Spławik i Grunt - Forum
NAD WODĄ => Tematy mniej lub bardziej związane z wędkarstwem => Wątek zaczęty przez: Kadłubek w 31.08.2016, 13:07
-
http://poznan.naszemiasto.pl/artykul/warta-przypomina-cuchnacy-sciek-kolejne-zrodlo-zatrucia,3842098,artgal,t,id,tm.html
-
Czyli biologiczną oczyszczalnie ścieków już uruchomili. Ścieki zupełnie naturalnie płyną sobie do rzeki. Można? Można!
>:O
-
Widocznie kary są za małe (o ile w ogóle wyciągane są konsekwencje). Rzeki są regularnie zanieczyszczane, przy łowiskach pełno śmieci, naprawdę nie można z tym nic zrobić? Dla kierowców ciągle podnosi się kary - wyższe mandaty, więcej punktów karnych, nie można tego samego zrobić z brudasami i syfiarzami?
-
Koras - masz zupełną rację! :thumbup:
-
Ostatnio słuchałem w radiu audycji o rynku paliwowym. Regularne kontrole jakości paliw na stacjach rozpoczęły się jakoś w dwutysięcznym którymś. Wtedy wałki robiło, uwaga, 30% stacji! Po kilku latach stałych kontroli odsetek ten spadł i utrzymuje się na poziomie 2%.

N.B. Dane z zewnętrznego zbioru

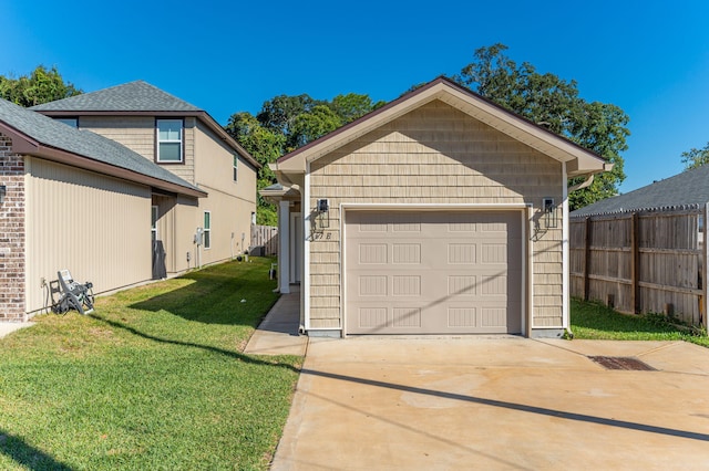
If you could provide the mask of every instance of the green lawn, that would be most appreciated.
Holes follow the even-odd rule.
[[[620,314],[599,303],[572,300],[574,338],[610,341],[685,341],[709,347],[706,332],[669,322],[659,314]]]
[[[0,339],[0,469],[267,469],[302,360],[240,353],[277,299],[269,266],[207,268]]]

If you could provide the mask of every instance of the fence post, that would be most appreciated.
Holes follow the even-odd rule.
[[[590,217],[584,220],[584,301],[588,301],[590,294],[590,280],[588,271],[590,270]]]
[[[638,213],[630,217],[630,281],[633,282],[633,312],[640,312],[640,231]]]

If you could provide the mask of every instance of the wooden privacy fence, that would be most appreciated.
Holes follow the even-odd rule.
[[[278,228],[251,226],[251,250],[259,252],[257,249],[259,247],[264,248],[264,255],[276,255],[278,253]]]
[[[707,322],[707,209],[569,220],[573,296]],[[701,227],[700,227],[701,226]]]

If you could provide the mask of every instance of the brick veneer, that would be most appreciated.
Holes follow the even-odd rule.
[[[0,321],[24,321],[24,159],[0,133]]]

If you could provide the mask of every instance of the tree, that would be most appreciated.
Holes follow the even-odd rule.
[[[264,166],[258,172],[260,190],[276,182],[268,164],[383,104],[354,93],[338,95],[331,102],[306,94],[278,95],[265,102],[256,116],[233,114],[225,129]],[[256,222],[276,226],[277,220],[276,207],[259,195]]]
[[[685,171],[701,167],[709,163],[709,143],[700,149],[691,148],[681,154]]]
[[[24,107],[81,93],[72,83],[64,82],[56,66],[48,70],[44,65],[38,65],[30,75],[19,78],[0,75],[0,97]]]
[[[259,164],[256,187],[257,190],[268,187],[276,181],[274,171],[268,164],[275,161],[282,153],[286,137],[264,127],[254,115],[247,112],[235,113],[229,117],[226,132],[236,139]],[[278,213],[275,205],[258,195],[258,210],[256,223],[276,226]]]
[[[517,65],[505,50],[504,44],[477,49],[474,61],[453,80],[614,164],[612,171],[596,176],[588,188],[569,195],[571,210],[617,195],[625,179],[620,153],[628,148],[628,116],[615,105],[580,98],[573,80],[538,73],[528,62]]]
[[[372,103],[372,98],[369,95],[348,93],[347,95],[337,95],[329,105],[335,114],[340,117],[342,124],[348,124],[384,104],[386,102]]]
[[[298,148],[342,126],[342,118],[327,105],[315,106],[301,113],[292,122],[289,146]]]

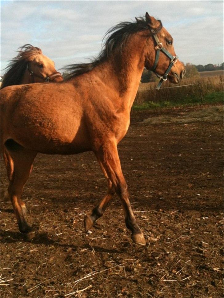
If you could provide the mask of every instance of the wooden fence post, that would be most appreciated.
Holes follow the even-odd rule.
[[[202,84],[199,80],[198,81],[198,88],[199,89],[199,92],[200,92],[200,96],[201,96],[201,100],[202,101],[202,103],[203,104],[204,102],[204,96],[203,96],[203,91],[202,87]]]

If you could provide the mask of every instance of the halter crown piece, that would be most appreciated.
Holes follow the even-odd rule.
[[[153,66],[152,67],[151,70],[157,76],[158,78],[161,79],[156,87],[157,90],[159,90],[163,81],[166,81],[167,80],[168,74],[170,72],[170,71],[171,69],[172,66],[176,63],[177,60],[178,59],[178,57],[177,56],[173,56],[173,55],[171,55],[170,53],[168,52],[166,49],[164,48],[162,42],[160,42],[159,39],[158,38],[158,36],[157,36],[157,35],[155,33],[155,31],[154,30],[151,28],[150,28],[150,29],[157,46],[155,62],[154,62],[154,64],[153,65]],[[157,73],[154,71],[155,69],[156,68],[156,66],[157,66],[158,61],[159,61],[159,54],[160,53],[160,52],[161,51],[170,58],[170,63],[169,66],[168,66],[168,68],[166,70],[164,74],[162,76],[160,76]]]

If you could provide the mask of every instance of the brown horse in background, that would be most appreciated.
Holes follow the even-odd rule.
[[[92,151],[107,179],[108,190],[91,215],[85,218],[86,230],[102,215],[116,193],[132,239],[146,244],[129,202],[117,146],[128,128],[144,67],[154,68],[163,79],[168,77],[178,83],[184,74],[184,66],[175,57],[171,36],[161,21],[147,13],[145,18],[121,23],[108,34],[95,60],[67,68],[70,75],[67,81],[13,86],[2,90],[1,144],[10,152],[14,165],[8,190],[19,230],[29,238],[34,233],[19,200],[37,153]],[[156,53],[162,49],[175,61],[163,52],[158,58]],[[158,60],[155,67],[155,60]]]
[[[63,80],[54,68],[54,62],[39,48],[27,44],[19,49],[18,55],[5,69],[6,72],[1,89],[13,85]]]
[[[63,80],[61,73],[54,68],[54,62],[43,55],[39,48],[26,44],[19,48],[18,50],[18,55],[10,61],[5,69],[6,71],[1,89],[14,85]],[[13,162],[5,148],[3,157],[10,181],[13,172]],[[7,192],[5,195],[8,196]],[[25,211],[25,205],[22,201],[21,205]]]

Dlaczego? Czyżby sprzedawcy paliw posypali głowy popiołem i stwierdzili - tak rzeczywiście nie można. Trzeba uczciwie zarabiać i w ogóle być uczciwym? Oczywiście, że nie. Tylko nieuchronność kary i jej wysokość doprowadziły do normalności.
I w tym kraju inaczej się nie da. Tak samo jest z wędkarzami i trucicielami. Dopóki nie zostaną wprowadzone normalne limity i wymiary, dopóki nie będzie częstych kontroli a kary nie będą dotkliwe, dopóty w wodach będzie pustynia, która z roku na rok będzie się tylko pogłębiać.